This is a quick guide of how to perform common workflows in bigquery-etl using the bqetl CLI.

For any workflow, the bigquery-etl repositiory needs to be locally available, for example by cloning the repository, and the bqetl CLI needs to be installed by running ./bqetl bootstrap.

Adding a new scheduled query

The Creating derived datasets tutorial provides a more detailed guide on creating scheduled queries.
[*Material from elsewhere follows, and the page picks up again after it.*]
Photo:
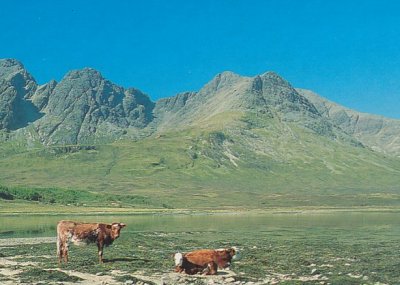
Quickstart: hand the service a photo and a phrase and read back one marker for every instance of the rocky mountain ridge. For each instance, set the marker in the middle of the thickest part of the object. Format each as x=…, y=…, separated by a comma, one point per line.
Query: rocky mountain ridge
x=86, y=108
  1. Run ./bqetl query create <dataset>.<table>_<version>
    1. Specify the desired destination dataset and table name for <dataset>.<table>_<version>
    2. Directories and files are generated automatically
  2. Open query.sql file that has been created in sql/moz-fx-data-shared-prod/<dataset>/<table>_<version>/ to write the query
  3. [Optional] Run ./bqetl query schema update <dataset>.<table>_<version> to generate the schema.yaml file
    • Optionally add column descriptions to schema.yaml
  4. Open the metadata.yaml file in sql/moz-fx-data-shared-prod/<dataset>/<table>_<version>/
    • Add a description of the query
    • Add BigQuery information such as table partitioning or clustering
  5. Run ./bqetl query validate <dataset>.<table>_<version> to dry run and format the query
  6. To schedule the query, first select a DAG from the ./bqetl dag info list or create a new DAG ./bqetl dag create <bqetl_new_dag>
  7. Run ./bqetl query schedule <dataset>.<table>_<version> --dag <bqetl_dag> to schedule the query
  8. Create a pull request
  9. PR gets reviewed and eventually approved
  10. Merge pull-request
  11. Table deploys happen on a nightly cadence through the bqetl_artifact_deployment Airflow DAG
    • Clear the most recent DAG run once a new version of bigquery-etl has been deployed to create new datasets earlier
  12. Backfill data
    • Option 1: via Airflow interface
    • Option 2: ./bqetl query backfill --project-id <project id> <dataset>.<table>_<version>

Update an existing query

  1. Open the query.sql file of the query to be updated and make changes
  2. Run ./bqetl query validate <dataset>.<table>_<version> to dry run and format the query
  3. If the query scheduling metadata has changed, run ./bqetl dag generate <bqetl_dag> to update the DAG file
  4. If the query adds new columns, run ./bqetl query schema update <dataset>.<table>_<version> to make local schema.yaml updates
  5. Open PR with changes
  6. PR reviewed and approved
  7. Merge pull-request
  8. Table deploys (including schema changes) happen on a nightly cadence through the bqetl_artifact_deployment Airflow DAG
    • Clear the most recent DAG run once a new version of bigquery-etl has been deployed to apply changes earlier

Formatting SQL

We enforce consistent SQL formatting as part of CI. After adding or changing a query, use ./bqetl format to apply formatting rules.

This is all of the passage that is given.